Он чувствовал себя нью-йоркской поганкой, растущей под стеной краснокирпичного унылого дома времен Великой Депрессии.
Пока у него еще были деньги на счету – он снимал их со счета и снимал себе квартиры, съезжая с них, меняя их одну за другой; когда деньги заканчивались, он подыскивал себе жилье подешевле. Вы знаменитый мистер Ахметов?.. «Я его однофамилец», – мрачно шутил он. Его зубы желтели от табака. Что ни день, он шел в банк, засовывал карточку в банкомат и снимал доллары, снимал, снимал. И шел в ювелирные лавки – как тогда, при ней, вместе с ней. Как она любила копаться в украшениях! А он любил их ей покупать. Теперь он покупал бирюльки один. Складывал в карман настоящие ожерелья, поддельные серьги, неистово сверкавшие – хоть сейчас на президентский бал в Белом Доме – алмазные колье, мишурную бижутерию, стоившую у негров близ статуи Свободы два доллара – для туристов. Вместе с камнями он покупал и ткани. Ему нравились дорогие ткани – и блестящие, и матовые, переливы бархата, перламутровая свежесть атласа, павлинья роскошь китайских покрывал, расшитых хризантемами и райскими птицами. Он был художник, и он был восточный человек. Ему нравилась роскошь Востока, и он любил ее живописать. Он раскладывал купленные ткани на стульях, столах, на спинках кресел, налаживал мольберт, устанавливал холст, давил краски из тюбиков, писал и плакал. Кисть выводила блики на атласе, а он плакал об ушедшей жене, называя ее то непотребными, то нежнейшими именами. «Она имела право на свободу, – шептал он себе, – имела, ты же не можешь это право у нее отнять».
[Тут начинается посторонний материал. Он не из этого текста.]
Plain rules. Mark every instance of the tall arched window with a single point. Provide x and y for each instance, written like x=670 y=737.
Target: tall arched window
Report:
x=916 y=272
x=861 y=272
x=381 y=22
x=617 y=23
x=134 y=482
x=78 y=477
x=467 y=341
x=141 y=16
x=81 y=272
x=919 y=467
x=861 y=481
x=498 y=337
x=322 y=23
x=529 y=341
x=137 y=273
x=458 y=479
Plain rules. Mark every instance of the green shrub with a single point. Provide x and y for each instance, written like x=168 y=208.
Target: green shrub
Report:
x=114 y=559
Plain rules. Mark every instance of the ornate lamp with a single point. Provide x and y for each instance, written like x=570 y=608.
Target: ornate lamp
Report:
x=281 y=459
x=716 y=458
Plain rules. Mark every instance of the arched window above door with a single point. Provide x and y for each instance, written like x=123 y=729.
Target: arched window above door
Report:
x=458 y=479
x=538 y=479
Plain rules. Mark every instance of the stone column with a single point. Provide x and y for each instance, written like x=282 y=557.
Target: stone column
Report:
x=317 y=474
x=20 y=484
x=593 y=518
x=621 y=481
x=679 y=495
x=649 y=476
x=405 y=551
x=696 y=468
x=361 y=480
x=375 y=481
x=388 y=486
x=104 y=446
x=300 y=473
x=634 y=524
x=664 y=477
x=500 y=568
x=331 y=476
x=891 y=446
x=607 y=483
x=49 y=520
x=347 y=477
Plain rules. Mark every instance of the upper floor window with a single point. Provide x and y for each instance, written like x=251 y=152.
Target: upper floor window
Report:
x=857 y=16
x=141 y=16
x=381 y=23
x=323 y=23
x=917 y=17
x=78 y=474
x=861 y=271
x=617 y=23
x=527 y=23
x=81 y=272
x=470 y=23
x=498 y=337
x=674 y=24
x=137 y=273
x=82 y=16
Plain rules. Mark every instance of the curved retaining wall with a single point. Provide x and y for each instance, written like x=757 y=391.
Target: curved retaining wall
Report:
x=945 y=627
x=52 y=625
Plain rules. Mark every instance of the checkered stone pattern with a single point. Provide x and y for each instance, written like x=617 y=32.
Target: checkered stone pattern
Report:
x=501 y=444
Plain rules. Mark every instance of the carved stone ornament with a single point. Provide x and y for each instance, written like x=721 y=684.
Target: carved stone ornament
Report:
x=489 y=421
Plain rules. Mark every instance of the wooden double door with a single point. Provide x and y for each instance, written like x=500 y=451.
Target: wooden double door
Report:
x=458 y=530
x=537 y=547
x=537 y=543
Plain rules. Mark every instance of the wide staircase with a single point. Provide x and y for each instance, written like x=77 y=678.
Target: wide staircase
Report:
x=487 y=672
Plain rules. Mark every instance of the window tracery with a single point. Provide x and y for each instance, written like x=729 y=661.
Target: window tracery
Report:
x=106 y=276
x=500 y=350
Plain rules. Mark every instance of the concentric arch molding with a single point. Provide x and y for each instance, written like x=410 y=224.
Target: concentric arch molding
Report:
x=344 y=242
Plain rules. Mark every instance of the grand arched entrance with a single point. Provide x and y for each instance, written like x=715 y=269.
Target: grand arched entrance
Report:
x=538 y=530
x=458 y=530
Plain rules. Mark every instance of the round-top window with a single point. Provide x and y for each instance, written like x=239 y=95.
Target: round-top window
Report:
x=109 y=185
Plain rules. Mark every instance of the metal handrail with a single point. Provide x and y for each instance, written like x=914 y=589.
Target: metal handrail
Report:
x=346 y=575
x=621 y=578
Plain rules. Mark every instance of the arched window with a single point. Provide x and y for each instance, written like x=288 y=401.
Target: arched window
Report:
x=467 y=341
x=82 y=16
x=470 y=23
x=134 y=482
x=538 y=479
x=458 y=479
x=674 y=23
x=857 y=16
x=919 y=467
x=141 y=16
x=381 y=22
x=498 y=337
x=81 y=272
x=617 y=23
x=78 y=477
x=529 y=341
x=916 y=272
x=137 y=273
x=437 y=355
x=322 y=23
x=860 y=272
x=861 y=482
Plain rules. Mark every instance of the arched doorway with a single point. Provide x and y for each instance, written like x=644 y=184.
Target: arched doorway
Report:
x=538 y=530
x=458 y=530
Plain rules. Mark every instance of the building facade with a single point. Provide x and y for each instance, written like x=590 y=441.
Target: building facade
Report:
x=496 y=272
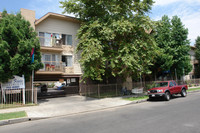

Краски пахли терпко и остро, как фрутти ди маре. Океан был совсем рядом. Комнаты менялись, он переезжал, снимая все более дешевые, и все меньше вещей становилось у него – лишь угловатый, как скелет, мольберт оставался неизменным. Он научился много и жадно курить, покупал все более дрянные сигареты, наловчился курить табак, раскуривал трубку, крутил «козьи ножки». В комнате, уже нищенской, голой, пахло разбавителем, лаком, подсыхающим на холсте маслом – он писал картину, как всегда, подолгу, тщательно накладывая лессировку за лессировкой. Кровать он застилал уже не бельем – странными тряпками: дорогими атласными драпировками, ободранными свитерами, старыми сэконд-хэндовскими плащами, купленными за гроши, кусками рытого бархата, вышитого искусственным жемчугом. «Я Рембрандт, – шептал он, – я Рембрандт. Саския, зачем ты уплыла к этим козлам, к красным кардиналам. Я тебе никогда не прощу». Когда он называл ее шлюхой, ему на миг хотелось шлюху. Он надевал плащ, всовывал в зубы сигарету, выходил на улицу, слонялся, заглядывая в лица женщин. Проститутку было видно издалека. Они ошивались обычно у ночных баров. Отловить их не составляло труда – они сами вешались на шею. «О, бэби, какой ты классный!.. пойдем?.. а сколько дашь?.. от тебя пахнет скипидаром, ты что, с автозаправки?..» Когда он говорил, что художник, – девки визжали: «А нарисуешь?!» Он обещал нарисовать – и держал слово. Он приводил шлюх домой, кормил тем, что валялось в холодильнике, поил – обычно покупал спиртное подешевле в маркете поближе, – варил им кофе, подносил в старинной, антикварной чашечк на серебряном подносе – жена любила пить кофе из этой чашечки. Шлюхи хохотали: ах, как мило! Он шептал: сиди тихо, вот так, так, я буду тебя рисовать. Он писал их маслом, ловя их движения, повороты их голов, раззявленность распутных губ, и, случалось, он засыпал за мольбертом, падая лбом на палитру, вымазывая лицо в краске, а девки, порывшись у него в закромах, в карманах и в тощем кошельке, дочиста обирали его, ощипывали, как липку.